Let $(\Omega, \mathcal A,P)$ be a probability space and $A,B,T\in \mathcal A$. I want to verify the identity $$P(A\mid B)=P(A\mid T)P(T\mid B)+P(A\mid T^c)P(T^c\mid B)$$
If I draw a probability tree then I can clearly see where the formula comes from by following the event $A$ from the top.
However, I would much rather like to prove the identity above using explicit formulas. I tried the following: $$P(A\mid T)P(T\mid B)+P(A\mid T^c)P(T^c\mid B)$$ $$= \frac{P(A\cap T)}{P(T)}\cdot\frac{P(T\cap B)}{P(B)} + \frac{P(A\cap T^c)}{P(T^c)}\cdot\frac{P(T^c\cap B)}{P(B)}$$ $$= \cdots$$
But here is where I am stuck. How can I show that this is equal to $P(A\mid B)$ ?

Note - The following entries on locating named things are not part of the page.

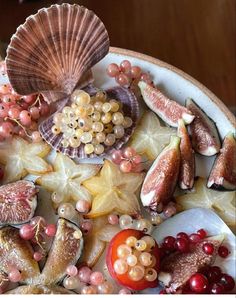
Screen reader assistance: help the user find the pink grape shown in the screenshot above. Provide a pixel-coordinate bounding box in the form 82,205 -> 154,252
116,73 -> 130,86
0,121 -> 14,138
29,107 -> 40,120
111,150 -> 123,165
120,60 -> 131,74
19,110 -> 32,126
130,66 -> 141,79
20,224 -> 35,240
107,63 -> 120,78
45,224 -> 57,237
120,160 -> 132,173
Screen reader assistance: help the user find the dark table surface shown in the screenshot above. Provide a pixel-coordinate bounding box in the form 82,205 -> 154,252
0,0 -> 236,107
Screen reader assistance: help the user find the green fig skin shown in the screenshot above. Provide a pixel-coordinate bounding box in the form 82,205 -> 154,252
207,132 -> 236,191
141,136 -> 181,211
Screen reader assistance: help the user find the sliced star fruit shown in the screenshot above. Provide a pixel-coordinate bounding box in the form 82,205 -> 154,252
36,153 -> 100,206
4,285 -> 74,295
138,81 -> 194,127
83,160 -> 143,218
32,218 -> 83,285
0,137 -> 52,184
0,180 -> 38,225
207,132 -> 236,190
81,216 -> 120,267
177,119 -> 195,189
130,111 -> 176,160
186,99 -> 221,156
141,136 -> 181,211
158,234 -> 224,293
0,227 -> 40,283
175,177 -> 236,231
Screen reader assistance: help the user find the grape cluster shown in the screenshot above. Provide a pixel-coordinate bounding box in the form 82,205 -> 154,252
111,147 -> 143,173
107,60 -> 152,87
0,84 -> 49,142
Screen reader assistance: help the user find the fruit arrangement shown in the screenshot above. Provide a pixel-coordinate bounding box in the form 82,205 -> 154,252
0,4 -> 236,294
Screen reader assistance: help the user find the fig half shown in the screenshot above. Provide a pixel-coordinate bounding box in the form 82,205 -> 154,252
158,234 -> 224,293
141,136 -> 181,211
186,99 -> 221,156
138,81 -> 194,127
0,227 -> 40,283
207,132 -> 236,190
36,218 -> 83,285
177,119 -> 195,189
0,180 -> 38,225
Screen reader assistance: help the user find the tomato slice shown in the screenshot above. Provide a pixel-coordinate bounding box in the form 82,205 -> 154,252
106,229 -> 160,291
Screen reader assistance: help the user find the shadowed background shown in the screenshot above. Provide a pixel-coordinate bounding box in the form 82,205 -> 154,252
0,0 -> 236,109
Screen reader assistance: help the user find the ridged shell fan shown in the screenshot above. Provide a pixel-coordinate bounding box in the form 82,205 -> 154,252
6,4 -> 109,103
6,4 -> 139,158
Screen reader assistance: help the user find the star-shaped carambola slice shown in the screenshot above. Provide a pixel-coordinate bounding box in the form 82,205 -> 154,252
84,160 -> 143,218
176,178 -> 236,231
36,153 -> 100,202
0,137 -> 52,183
130,111 -> 176,160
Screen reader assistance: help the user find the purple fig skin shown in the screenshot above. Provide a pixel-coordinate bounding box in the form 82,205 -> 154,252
141,136 -> 181,212
138,81 -> 194,127
158,234 -> 224,293
186,99 -> 221,156
207,132 -> 236,190
177,119 -> 195,189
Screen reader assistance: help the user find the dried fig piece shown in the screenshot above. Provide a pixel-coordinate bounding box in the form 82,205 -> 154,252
0,180 -> 38,225
33,218 -> 83,285
141,136 -> 181,211
158,234 -> 224,293
177,119 -> 195,189
0,227 -> 40,283
186,99 -> 221,156
4,285 -> 74,295
207,132 -> 236,190
138,81 -> 194,127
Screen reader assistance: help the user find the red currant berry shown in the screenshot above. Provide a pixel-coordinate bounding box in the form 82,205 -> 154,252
209,283 -> 224,294
220,274 -> 235,292
206,266 -> 222,283
176,232 -> 189,241
162,236 -> 175,250
218,245 -> 230,258
197,229 -> 207,239
202,243 -> 215,255
189,233 -> 201,243
189,273 -> 208,293
175,238 -> 189,253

Your identity ought to say: $$ P(A\mid B)=P(A\mid T\cap B)P(T\mid B)+P(A\mid T^c\cap B)P(T^c\mid B). $$
I suspect there was at least a tacit assumption that $T\subseteq B$ and $T^c\subseteq B$, so that $P(T)=P(T\cap B)$. That would imply $P(B)=1$. In that case, changing $P(T)$ to $P(T\cap B)$ you your denominators, or changing $P(T\cap B)$ to $P(T)$ in your numerators, would be correct and results in a cancellation.